Früher war das auch so.

Schauen Sie sich die Grafik an. Dort wird der „Index der ökonomischen Unsicherheit“ (entwickelt von Baker, Bloom und Davis in den USA) in den letzten 25 Jahren der Volatilität der Aktienmärkte gemessen am VIX gegenübergestellt. Die ökonomische Unsicherheit wird gemessen an der Häufigkeit, in der die Worte „Unsicherheit“, „ökonomisch“ und „politisch“ in wichtigen europäischen Zeitungen erwähnt werden.

Es zeigt sich, dass sich die beiden Linien bis zur großen Finanzkrise 2007/2008 weitgehend modellgerecht entwickelten.
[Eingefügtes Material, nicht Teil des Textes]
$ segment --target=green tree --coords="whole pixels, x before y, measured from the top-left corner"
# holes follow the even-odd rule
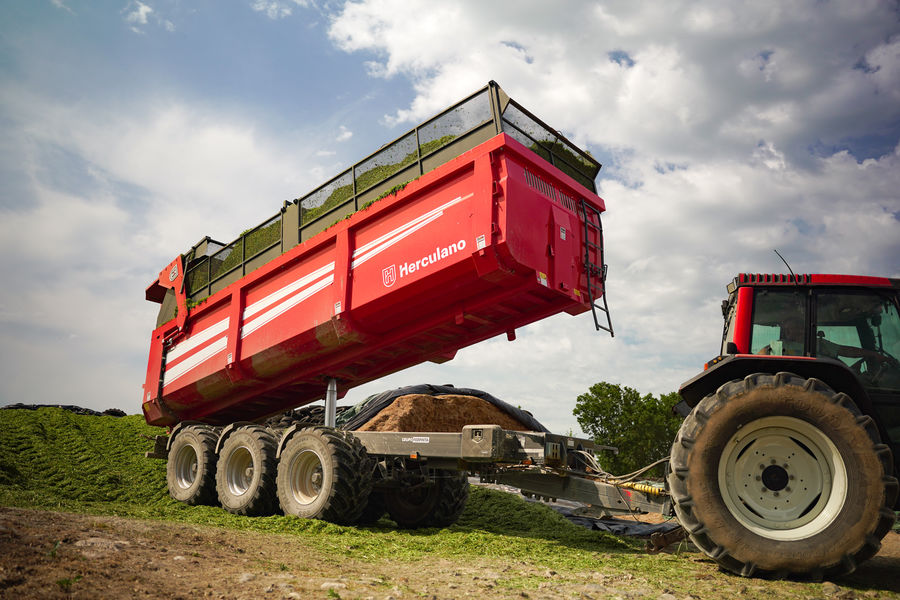
[[[680,401],[676,392],[641,396],[634,388],[601,381],[578,396],[573,413],[595,442],[619,449],[618,454],[601,452],[600,466],[624,475],[669,455],[682,421],[672,407]],[[648,475],[663,472],[661,465]]]

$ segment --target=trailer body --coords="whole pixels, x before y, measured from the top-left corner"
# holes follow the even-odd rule
[[[483,129],[468,135],[478,141]],[[261,266],[232,261],[218,282],[225,251],[201,257],[199,279],[197,257],[177,257],[147,289],[174,317],[151,337],[147,422],[256,421],[322,398],[331,379],[343,395],[498,334],[512,340],[545,317],[596,309],[603,200],[516,138],[528,141],[507,127],[283,253],[264,250]],[[321,216],[306,223],[305,206],[286,204],[281,246],[323,227]],[[249,242],[239,242],[225,250],[246,257]]]

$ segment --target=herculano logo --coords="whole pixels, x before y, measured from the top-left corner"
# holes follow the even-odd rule
[[[397,268],[397,265],[391,265],[389,267],[385,267],[381,270],[381,281],[384,283],[384,287],[391,287],[397,282],[397,279],[403,279],[407,275],[411,273],[415,273],[416,271],[420,271],[425,267],[436,264],[445,258],[456,254],[466,248],[466,240],[459,240],[458,242],[454,242],[449,246],[445,246],[443,248],[435,248],[434,252],[423,256],[422,258],[416,260],[415,262],[403,262],[400,263],[400,268]]]

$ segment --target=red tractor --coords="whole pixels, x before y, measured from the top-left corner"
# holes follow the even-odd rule
[[[898,291],[845,275],[728,286],[721,354],[680,390],[668,476],[724,569],[831,577],[880,548],[900,508]]]

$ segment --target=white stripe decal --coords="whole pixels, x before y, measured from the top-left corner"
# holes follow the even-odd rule
[[[277,292],[272,292],[265,298],[263,298],[261,300],[257,300],[256,302],[254,302],[253,304],[249,305],[247,308],[244,309],[244,319],[246,319],[248,317],[252,317],[259,311],[263,310],[264,308],[268,308],[269,306],[271,306],[272,304],[275,304],[276,302],[283,299],[284,297],[293,294],[300,288],[306,287],[307,285],[309,285],[316,279],[322,277],[323,275],[327,275],[328,273],[331,273],[332,271],[334,271],[334,263],[333,262],[328,263],[321,269],[316,269],[309,275],[304,275],[300,279],[294,281],[291,284],[286,285],[285,287],[281,288]]]
[[[198,346],[202,346],[209,340],[213,339],[220,333],[225,333],[228,330],[228,317],[225,317],[224,321],[219,321],[214,325],[210,325],[203,331],[195,333],[188,339],[178,342],[175,344],[175,347],[166,352],[166,361],[171,362],[174,360],[178,360],[183,355],[187,354],[194,348]]]
[[[197,367],[201,363],[206,362],[219,352],[225,350],[225,348],[227,347],[228,337],[223,337],[219,340],[216,340],[214,343],[210,344],[181,364],[175,365],[171,369],[166,369],[166,374],[163,376],[163,387],[169,385],[194,367]]]
[[[289,299],[287,299],[286,301],[277,305],[275,308],[269,309],[268,311],[264,312],[258,318],[253,319],[253,321],[251,321],[250,323],[245,323],[244,327],[241,329],[241,338],[243,339],[243,338],[247,337],[248,335],[250,335],[257,329],[259,329],[260,327],[262,327],[263,325],[265,325],[266,323],[268,323],[269,321],[274,319],[275,317],[283,314],[287,310],[289,310],[289,309],[293,308],[294,306],[298,305],[299,303],[303,302],[304,300],[306,300],[307,298],[309,298],[316,292],[320,292],[320,291],[324,290],[326,287],[331,285],[333,282],[334,282],[334,275],[329,275],[325,279],[317,282],[315,285],[312,285],[312,286],[306,288],[299,294],[297,294],[295,296],[291,296]]]
[[[405,224],[401,225],[400,227],[397,227],[393,231],[390,231],[390,232],[382,235],[381,237],[379,237],[375,240],[372,240],[371,242],[369,242],[367,244],[363,244],[362,246],[360,246],[353,252],[353,258],[355,260],[350,265],[350,268],[355,269],[356,267],[363,264],[370,258],[372,258],[378,254],[381,254],[383,251],[387,250],[388,248],[390,248],[397,242],[401,241],[402,239],[406,238],[410,234],[418,231],[419,229],[425,227],[426,225],[428,225],[429,223],[431,223],[438,217],[442,216],[444,214],[445,209],[450,208],[451,206],[453,206],[455,204],[459,204],[463,200],[467,200],[468,198],[471,198],[473,195],[474,194],[467,194],[466,196],[457,196],[456,198],[447,202],[446,204],[438,206],[437,208],[428,211],[424,215],[420,215],[420,216],[416,217],[412,221],[409,221],[408,223],[405,223]]]
[[[436,215],[432,215],[430,218],[426,219],[425,221],[420,222],[415,227],[407,229],[406,231],[402,232],[400,235],[393,237],[392,239],[388,240],[387,242],[383,243],[382,245],[377,246],[376,248],[370,250],[368,253],[363,254],[359,258],[354,259],[353,262],[350,263],[350,268],[355,269],[356,267],[360,266],[361,264],[363,264],[370,258],[374,258],[375,256],[381,254],[382,252],[384,252],[385,250],[387,250],[388,248],[390,248],[397,242],[403,240],[406,237],[409,237],[410,235],[414,234],[416,231],[422,229],[423,227],[425,227],[426,225],[428,225],[429,223],[431,223],[432,221],[434,221],[435,219],[440,217],[442,214],[443,213],[438,213]]]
Immer wenn die Unsicherheit zunahm, stieg auch die Volatilität und es sanken die Aktienkurse. Immer wenn es politisch ruhiger wurde, nahmen auch die Schwankungen an den Märkten ab.

Seit 2010 hat sich das geändert. Die Unsicherheit stieg drastisch an, zuerst wegen der Eurokrise, dann wegen des Brexit-Referendums und der Wahl von Donald Trump. Gleichzeitig ging die Volatilität der Märkte aber zurück. Die Aktienkurse haussierten.